Patents don't require working devices.
Posted Apr 27, 2011 21:08 UTC (Wed) by ccurtis
Parent article: 1+1 (pat. pending) - Mathematics, Software and Free Speech (Groklaw)
I have to admit I stopped short of completing this rather lengthy tome, having made it to this part:
"Where is the requirement that the disclosure in a patent specification has been tested? Where is the requirement that the invention has been implemented? I don't find this in Quinn's explanation. [...]
"I have to ask, is this kind of disclosure sufficient to meet the societal bargain of a grant of temporary monopoly rights in exchange for disclosure? I don't see any requirements that the invention is implemented let alone tested. How could this disclosure be deemed sufficient? We are not even sure there is a working invention."
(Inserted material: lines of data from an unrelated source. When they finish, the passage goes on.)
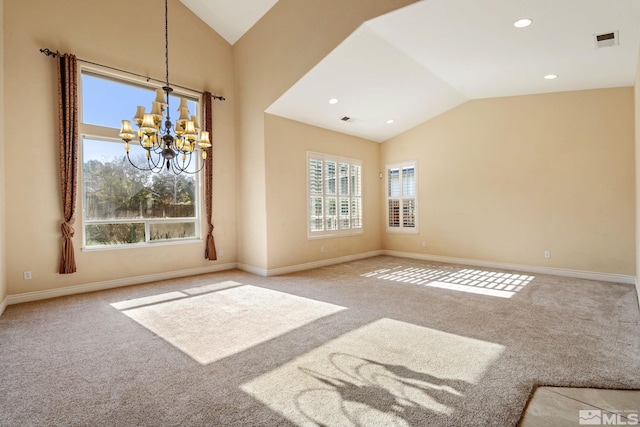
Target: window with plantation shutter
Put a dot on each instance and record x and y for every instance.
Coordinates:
(402, 198)
(334, 194)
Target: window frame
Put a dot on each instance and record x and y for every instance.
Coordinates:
(110, 135)
(401, 228)
(339, 231)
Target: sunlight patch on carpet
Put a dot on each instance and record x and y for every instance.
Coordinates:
(484, 282)
(213, 322)
(384, 373)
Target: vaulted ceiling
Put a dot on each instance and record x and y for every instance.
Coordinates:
(403, 68)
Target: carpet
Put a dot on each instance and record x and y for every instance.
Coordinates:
(375, 342)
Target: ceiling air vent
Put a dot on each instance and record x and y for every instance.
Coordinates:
(607, 39)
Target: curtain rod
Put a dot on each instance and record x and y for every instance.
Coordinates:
(49, 52)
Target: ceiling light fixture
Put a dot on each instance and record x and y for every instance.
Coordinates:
(155, 132)
(522, 23)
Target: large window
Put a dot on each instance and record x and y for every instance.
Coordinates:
(335, 195)
(402, 198)
(121, 204)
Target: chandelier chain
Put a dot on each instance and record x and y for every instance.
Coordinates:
(166, 39)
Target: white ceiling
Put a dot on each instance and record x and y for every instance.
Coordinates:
(417, 62)
(230, 18)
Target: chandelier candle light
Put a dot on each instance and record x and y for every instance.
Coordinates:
(155, 131)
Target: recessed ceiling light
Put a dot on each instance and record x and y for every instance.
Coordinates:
(521, 23)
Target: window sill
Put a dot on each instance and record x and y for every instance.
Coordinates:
(142, 245)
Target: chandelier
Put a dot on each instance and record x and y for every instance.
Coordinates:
(173, 148)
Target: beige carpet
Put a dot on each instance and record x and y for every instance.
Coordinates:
(377, 342)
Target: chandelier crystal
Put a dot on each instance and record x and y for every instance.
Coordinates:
(173, 148)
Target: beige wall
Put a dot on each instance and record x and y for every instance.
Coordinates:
(285, 44)
(287, 143)
(3, 279)
(506, 179)
(637, 157)
(95, 31)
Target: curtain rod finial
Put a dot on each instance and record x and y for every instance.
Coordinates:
(48, 52)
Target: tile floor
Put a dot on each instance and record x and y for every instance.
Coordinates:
(562, 406)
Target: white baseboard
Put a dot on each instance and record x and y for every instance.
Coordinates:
(3, 305)
(251, 269)
(579, 274)
(321, 263)
(110, 284)
(306, 266)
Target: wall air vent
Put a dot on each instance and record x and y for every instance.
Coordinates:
(607, 39)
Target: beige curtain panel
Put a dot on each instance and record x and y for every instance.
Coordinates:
(68, 141)
(210, 248)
Part of the trade in expressing a patentable idea is just that -- to release the idea. The reason a feasible idea is sufficient instead of also a working device is so that the patent holder is granted time to either work out the details, or to protect themselves while shopping the idea out to someone they believe can bring the device to market. For evidence of that one only needs to look at the numerous patents for perpetual motion machines that have been granted (see this wikipedia article for examples).
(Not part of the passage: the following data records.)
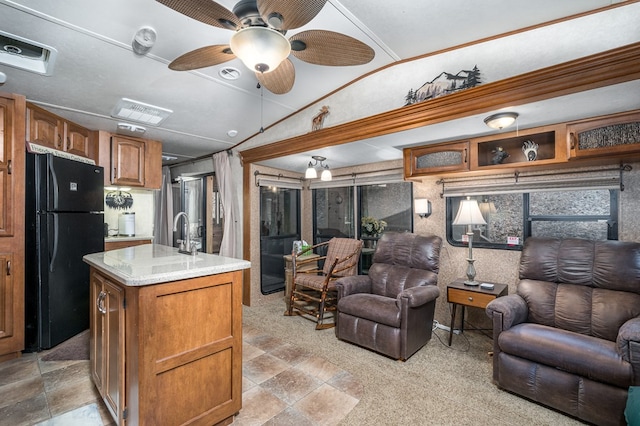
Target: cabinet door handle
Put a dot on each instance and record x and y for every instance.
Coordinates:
(100, 302)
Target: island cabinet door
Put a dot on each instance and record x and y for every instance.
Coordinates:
(107, 342)
(191, 351)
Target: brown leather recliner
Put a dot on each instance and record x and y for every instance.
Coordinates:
(570, 337)
(391, 309)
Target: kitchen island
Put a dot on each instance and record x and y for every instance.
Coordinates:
(166, 335)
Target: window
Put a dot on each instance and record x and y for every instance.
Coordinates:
(279, 228)
(511, 218)
(338, 212)
(333, 213)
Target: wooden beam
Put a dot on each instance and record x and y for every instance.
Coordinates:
(591, 72)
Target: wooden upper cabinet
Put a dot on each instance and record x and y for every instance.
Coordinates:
(44, 128)
(47, 129)
(77, 140)
(613, 135)
(525, 148)
(433, 159)
(127, 161)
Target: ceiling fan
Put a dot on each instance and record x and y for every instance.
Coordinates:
(259, 39)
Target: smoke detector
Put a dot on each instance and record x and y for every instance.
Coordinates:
(26, 54)
(140, 112)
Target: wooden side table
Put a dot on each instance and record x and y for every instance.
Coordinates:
(458, 293)
(288, 272)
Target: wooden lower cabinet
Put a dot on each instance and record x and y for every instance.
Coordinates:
(169, 353)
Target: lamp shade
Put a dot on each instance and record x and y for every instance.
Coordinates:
(261, 49)
(326, 174)
(311, 172)
(469, 213)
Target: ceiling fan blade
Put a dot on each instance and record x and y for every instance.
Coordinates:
(203, 57)
(289, 14)
(280, 80)
(322, 47)
(206, 11)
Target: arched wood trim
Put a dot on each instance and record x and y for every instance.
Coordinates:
(599, 70)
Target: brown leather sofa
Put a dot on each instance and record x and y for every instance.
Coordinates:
(391, 309)
(570, 337)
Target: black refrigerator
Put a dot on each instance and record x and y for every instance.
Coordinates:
(64, 221)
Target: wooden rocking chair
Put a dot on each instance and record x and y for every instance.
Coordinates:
(313, 290)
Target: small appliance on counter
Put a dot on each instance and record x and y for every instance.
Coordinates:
(127, 224)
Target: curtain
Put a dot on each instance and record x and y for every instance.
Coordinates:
(231, 235)
(163, 233)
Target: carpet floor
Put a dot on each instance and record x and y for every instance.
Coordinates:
(438, 385)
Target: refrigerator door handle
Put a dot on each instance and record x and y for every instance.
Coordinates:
(54, 184)
(53, 239)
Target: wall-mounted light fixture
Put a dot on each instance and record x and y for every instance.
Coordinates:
(311, 172)
(501, 120)
(422, 207)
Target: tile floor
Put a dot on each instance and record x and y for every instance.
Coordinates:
(282, 384)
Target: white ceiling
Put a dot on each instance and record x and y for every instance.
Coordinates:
(95, 67)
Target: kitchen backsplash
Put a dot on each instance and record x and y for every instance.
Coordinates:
(140, 202)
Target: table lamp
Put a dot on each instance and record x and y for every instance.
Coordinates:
(469, 214)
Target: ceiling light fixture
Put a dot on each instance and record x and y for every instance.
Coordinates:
(501, 120)
(143, 40)
(311, 172)
(261, 49)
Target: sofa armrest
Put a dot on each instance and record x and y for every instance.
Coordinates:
(628, 345)
(419, 295)
(512, 308)
(353, 284)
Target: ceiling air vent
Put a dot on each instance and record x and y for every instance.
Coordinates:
(139, 112)
(25, 54)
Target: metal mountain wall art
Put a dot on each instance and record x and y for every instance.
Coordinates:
(444, 84)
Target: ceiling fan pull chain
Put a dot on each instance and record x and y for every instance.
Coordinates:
(261, 107)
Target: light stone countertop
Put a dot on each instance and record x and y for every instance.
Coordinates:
(115, 238)
(154, 264)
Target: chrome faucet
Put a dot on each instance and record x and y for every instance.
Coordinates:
(186, 246)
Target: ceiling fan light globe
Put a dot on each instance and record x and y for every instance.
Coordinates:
(310, 173)
(260, 48)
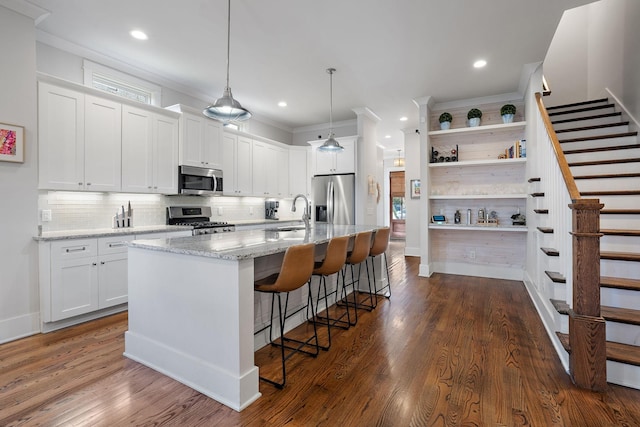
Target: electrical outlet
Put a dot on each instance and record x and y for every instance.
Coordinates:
(45, 215)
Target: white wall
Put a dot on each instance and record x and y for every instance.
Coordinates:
(19, 298)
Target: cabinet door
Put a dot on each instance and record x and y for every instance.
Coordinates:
(74, 287)
(244, 163)
(102, 144)
(60, 138)
(298, 172)
(165, 155)
(229, 143)
(345, 160)
(112, 280)
(137, 150)
(192, 140)
(212, 143)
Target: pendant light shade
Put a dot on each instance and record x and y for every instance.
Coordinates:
(331, 145)
(227, 109)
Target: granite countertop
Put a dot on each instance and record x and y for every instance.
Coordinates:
(108, 232)
(249, 243)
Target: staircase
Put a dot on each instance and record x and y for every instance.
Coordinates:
(604, 159)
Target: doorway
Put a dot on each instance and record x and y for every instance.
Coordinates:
(397, 204)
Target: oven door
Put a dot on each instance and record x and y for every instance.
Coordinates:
(200, 181)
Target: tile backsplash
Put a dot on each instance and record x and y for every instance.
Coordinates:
(85, 210)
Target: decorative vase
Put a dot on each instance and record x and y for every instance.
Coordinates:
(507, 118)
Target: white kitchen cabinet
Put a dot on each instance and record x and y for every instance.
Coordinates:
(149, 152)
(200, 138)
(299, 168)
(237, 166)
(335, 163)
(79, 140)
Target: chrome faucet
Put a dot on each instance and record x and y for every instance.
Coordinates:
(306, 215)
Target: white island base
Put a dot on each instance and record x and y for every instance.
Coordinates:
(189, 320)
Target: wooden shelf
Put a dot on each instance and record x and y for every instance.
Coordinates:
(477, 196)
(480, 162)
(479, 129)
(459, 227)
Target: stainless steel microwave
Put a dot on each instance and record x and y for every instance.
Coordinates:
(200, 181)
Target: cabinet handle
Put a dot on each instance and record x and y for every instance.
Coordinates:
(76, 249)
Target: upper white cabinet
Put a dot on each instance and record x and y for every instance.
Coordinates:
(149, 152)
(200, 138)
(94, 142)
(299, 168)
(335, 163)
(79, 140)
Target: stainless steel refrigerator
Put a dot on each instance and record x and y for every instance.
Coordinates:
(334, 199)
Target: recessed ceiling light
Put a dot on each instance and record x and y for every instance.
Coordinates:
(139, 35)
(479, 63)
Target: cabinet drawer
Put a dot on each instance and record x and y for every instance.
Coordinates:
(71, 249)
(113, 245)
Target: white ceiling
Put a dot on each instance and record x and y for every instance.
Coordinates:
(387, 52)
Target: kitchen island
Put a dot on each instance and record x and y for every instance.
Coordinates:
(191, 305)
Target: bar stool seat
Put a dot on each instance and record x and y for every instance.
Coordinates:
(333, 262)
(295, 272)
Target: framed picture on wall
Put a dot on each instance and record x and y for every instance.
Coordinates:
(11, 143)
(415, 188)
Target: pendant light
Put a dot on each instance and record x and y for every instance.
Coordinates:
(331, 145)
(227, 109)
Whether the author is hinging the remainder of the text on this argument, or is arguing that the patent system needs this fundamental level a reform, case law will not help; this action has to come from the legislature. It is likely also to be bound in all sorts of international WIPO and Free Trade style treaties preventing a relaxing of the standard as well.
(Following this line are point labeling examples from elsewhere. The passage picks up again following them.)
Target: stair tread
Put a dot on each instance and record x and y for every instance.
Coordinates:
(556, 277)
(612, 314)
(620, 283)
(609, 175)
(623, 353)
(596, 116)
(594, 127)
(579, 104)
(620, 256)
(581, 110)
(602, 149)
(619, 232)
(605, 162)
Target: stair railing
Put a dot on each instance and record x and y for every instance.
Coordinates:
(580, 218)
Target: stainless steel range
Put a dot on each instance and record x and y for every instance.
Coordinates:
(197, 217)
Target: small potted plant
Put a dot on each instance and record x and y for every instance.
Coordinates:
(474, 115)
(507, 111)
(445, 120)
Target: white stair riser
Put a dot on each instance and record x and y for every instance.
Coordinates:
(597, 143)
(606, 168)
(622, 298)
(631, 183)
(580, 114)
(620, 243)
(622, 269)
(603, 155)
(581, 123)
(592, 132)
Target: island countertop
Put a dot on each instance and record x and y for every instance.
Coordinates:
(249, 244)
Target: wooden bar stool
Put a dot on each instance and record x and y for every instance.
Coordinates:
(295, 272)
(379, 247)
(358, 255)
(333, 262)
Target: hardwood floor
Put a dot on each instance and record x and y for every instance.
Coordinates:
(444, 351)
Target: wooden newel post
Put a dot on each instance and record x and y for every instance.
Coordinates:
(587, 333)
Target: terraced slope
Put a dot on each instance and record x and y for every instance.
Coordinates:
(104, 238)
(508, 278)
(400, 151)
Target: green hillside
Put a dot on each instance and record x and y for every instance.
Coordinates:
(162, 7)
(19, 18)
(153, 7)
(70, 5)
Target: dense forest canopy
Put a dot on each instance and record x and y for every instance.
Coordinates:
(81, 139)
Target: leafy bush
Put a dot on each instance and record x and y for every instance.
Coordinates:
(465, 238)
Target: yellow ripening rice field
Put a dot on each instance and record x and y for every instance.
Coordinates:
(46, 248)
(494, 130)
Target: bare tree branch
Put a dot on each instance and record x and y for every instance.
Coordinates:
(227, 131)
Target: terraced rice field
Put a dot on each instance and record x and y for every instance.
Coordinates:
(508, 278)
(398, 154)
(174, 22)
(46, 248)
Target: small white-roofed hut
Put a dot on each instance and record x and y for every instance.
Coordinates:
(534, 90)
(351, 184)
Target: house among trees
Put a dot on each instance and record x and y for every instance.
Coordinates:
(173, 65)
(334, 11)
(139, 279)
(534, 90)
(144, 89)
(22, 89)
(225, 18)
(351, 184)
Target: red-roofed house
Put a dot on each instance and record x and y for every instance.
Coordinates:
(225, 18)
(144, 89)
I would want to argue that in a world where everything is faster - where an idea can cross a continent and be fabricated in less time than a rider on horseback can traverse a state - that there's been a fundamental shift in the time value of the idea versus the potential societal benefit. But to counter this I could point to pharma and the mandatory FDA approval process, where the original time value balance has actually worsened (getting approval versus crossing a continent or ocean). To this end, the extended protection period may be justifiable; however, this argument would simply lead to slowing progress via additional government regulation of software through some now-fictitious "Software Security Board" instead of increasing the rate and the freedom of the information. :-(
All that aside, I wish the author well.